The jurisdiction of the Tsuut’ina Nation is respected. When all the ESG principles are embedded into the business and investment plans, economic reconciliation becomes an outcome that is truly impact investing.
Can you deliver economic prosperity to communities while achieving attractive returns for investors?
Attractive returns and delivering prosperity to communities is not mutually exclusive. Investors that think there must be a cost to delivering prosperity to communities – or at least a trade-off – most often are not expanding the scope of their understanding of how to make and measure community impact. There are both tangible and intangible aspects that create real value. Our work in implementing ESG principles highlights the need to know what and how to measure a variety of elements.
From a return perspective, Taza is achieving higher rents and receiving more interest than our competitive set. This is due to traditional factors such as location and zoning principles, and a transparent administrative environment that moves at the speed of business, as well as a unique offering from an experiential and cultural perspective.
The ESG elements we’ve added – design standards that ensure energy efficient, durable, comfortable, healthy and accessible buildings, which are constructed through effective community consultation – are additional return items. They are an enhancement, not a trade-off. If we didn’t have these ESG factors embedded that produce economic prosperity in the community, we wouldn’t have the high investment returns. So yes, you can absolutely deliver community economic prosperity while achieving attractive returns.
Indigenous sovereignty and jurisdiction is a social and governance value within ESG. It’s about people. It’s about the rights of self-determination. And, equally importantly, it gives Indigenous communities access to economic opportunities and capital, while delivering attractive returns for private equity investors.
Building ‘ESG’ into the Taza development
Canderel’s William Briscoe explains how a retail center in the Taza development hired a quarter of its workforce from the Tsuut’ina Nation in the middle of the pandemic.
In August last year, a 150,000-square-foot Costco warehouse opened at the mixed-use Taza development on the Tsuut’ina Nation. The store was the first anchor tenant in a 425,000-square-foot retail center called The Shops at Buffalo Run.
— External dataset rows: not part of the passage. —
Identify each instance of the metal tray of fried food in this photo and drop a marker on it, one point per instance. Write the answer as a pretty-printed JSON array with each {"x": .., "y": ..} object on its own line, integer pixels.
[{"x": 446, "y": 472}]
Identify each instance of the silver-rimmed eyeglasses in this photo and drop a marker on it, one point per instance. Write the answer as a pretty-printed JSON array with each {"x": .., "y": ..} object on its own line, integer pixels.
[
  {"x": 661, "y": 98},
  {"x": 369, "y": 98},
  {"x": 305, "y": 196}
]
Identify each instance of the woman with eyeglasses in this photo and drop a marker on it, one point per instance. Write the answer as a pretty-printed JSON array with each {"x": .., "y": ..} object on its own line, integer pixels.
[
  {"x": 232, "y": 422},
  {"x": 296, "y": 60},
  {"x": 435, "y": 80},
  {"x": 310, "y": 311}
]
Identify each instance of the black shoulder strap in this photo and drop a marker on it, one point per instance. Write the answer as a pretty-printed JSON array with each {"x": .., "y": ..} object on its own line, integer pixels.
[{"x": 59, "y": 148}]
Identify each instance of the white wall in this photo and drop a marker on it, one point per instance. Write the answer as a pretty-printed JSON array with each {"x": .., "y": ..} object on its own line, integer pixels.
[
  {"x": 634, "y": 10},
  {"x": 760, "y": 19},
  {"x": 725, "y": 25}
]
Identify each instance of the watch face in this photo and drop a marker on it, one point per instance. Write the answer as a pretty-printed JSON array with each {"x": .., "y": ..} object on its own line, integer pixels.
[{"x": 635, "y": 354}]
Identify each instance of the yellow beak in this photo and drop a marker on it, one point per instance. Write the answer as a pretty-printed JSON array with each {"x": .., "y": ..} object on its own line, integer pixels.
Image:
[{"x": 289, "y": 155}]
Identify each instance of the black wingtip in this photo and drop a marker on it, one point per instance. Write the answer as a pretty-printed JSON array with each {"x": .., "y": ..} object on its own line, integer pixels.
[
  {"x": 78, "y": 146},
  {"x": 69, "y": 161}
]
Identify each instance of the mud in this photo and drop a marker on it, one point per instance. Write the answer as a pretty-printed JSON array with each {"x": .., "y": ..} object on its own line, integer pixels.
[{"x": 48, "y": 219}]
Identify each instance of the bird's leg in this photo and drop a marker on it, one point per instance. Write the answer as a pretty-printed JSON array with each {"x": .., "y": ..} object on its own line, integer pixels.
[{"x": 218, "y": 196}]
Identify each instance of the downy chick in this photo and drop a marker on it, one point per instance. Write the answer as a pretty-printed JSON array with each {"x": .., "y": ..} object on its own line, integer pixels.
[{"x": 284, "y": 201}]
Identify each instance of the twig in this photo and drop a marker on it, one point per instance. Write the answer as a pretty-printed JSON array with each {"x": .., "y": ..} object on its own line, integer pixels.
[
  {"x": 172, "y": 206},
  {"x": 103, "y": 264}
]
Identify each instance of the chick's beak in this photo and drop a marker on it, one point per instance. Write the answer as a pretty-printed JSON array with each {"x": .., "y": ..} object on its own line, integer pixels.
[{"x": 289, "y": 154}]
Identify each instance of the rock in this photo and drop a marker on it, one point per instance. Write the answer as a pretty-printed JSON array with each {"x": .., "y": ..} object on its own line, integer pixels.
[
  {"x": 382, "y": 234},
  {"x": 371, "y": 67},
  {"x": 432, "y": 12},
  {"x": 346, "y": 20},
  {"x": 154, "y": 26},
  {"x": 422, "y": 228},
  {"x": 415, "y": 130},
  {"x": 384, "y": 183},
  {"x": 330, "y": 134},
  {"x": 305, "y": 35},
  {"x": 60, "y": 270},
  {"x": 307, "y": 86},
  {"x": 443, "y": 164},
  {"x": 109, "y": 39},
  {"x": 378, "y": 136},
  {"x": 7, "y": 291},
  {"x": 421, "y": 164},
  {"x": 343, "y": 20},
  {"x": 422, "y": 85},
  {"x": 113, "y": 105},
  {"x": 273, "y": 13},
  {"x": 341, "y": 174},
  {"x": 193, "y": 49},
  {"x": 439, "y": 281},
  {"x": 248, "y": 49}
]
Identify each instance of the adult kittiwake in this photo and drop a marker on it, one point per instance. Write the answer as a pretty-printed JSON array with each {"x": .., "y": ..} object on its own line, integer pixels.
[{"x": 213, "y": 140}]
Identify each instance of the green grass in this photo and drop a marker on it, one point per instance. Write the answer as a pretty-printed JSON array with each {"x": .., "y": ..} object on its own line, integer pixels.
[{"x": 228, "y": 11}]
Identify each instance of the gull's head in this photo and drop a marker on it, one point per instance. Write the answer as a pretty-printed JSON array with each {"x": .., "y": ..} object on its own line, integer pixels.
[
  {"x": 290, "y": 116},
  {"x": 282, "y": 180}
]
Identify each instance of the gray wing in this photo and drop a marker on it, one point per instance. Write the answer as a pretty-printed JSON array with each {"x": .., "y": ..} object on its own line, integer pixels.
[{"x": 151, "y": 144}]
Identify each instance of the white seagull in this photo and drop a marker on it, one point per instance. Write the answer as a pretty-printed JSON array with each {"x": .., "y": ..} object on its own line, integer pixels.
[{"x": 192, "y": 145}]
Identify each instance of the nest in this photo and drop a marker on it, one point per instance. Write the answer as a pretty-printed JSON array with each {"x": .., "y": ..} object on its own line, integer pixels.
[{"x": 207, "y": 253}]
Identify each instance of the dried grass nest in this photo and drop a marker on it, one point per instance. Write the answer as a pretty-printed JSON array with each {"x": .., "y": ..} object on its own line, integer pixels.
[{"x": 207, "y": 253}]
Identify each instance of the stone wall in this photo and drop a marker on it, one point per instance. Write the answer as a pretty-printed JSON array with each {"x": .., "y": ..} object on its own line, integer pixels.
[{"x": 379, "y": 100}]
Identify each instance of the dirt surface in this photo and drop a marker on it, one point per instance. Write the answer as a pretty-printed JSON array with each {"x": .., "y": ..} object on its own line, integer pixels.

It was also Costco’s first warehouse located on a First Nation development in Canada and was built to LEED Silver requirements.
Despite the covid-19 pandemic, which has seen Canada’s Indigenous population particularly affected by unemployment, 25 percent of the workforce hired by Costco for the new site came from the Tsuut’ina community.
“This didn’t come from a prescriptive approach that laid out mandatory thresholds,” says Briscoe, “It came from an approach of mutual inclusion and of sharing core values.”
“We didn’t say, ‘You have to have this percentage of employees.’ Rather, we asked, ‘Costco, what is the right involvement of the Tsuut’ina community in your store that is located on their lands?’ They responded, ‘Our goal is to maximize the number of employees that come from the communities in which we serve, and it is our desire to have as many Tsuut’ina and other Indigenous people become part of the Costco family.’
“Thus, we were aligned in our visions. Costco has an existing, comprehensive program to hire and train their workforce. Tsuut’ina has the internal resources that help to train and find job opportunities for its community. So, by working together, this didn’t involve extra costs, but instead a different approach. It was developing trust and finding alignment, which is just good business.”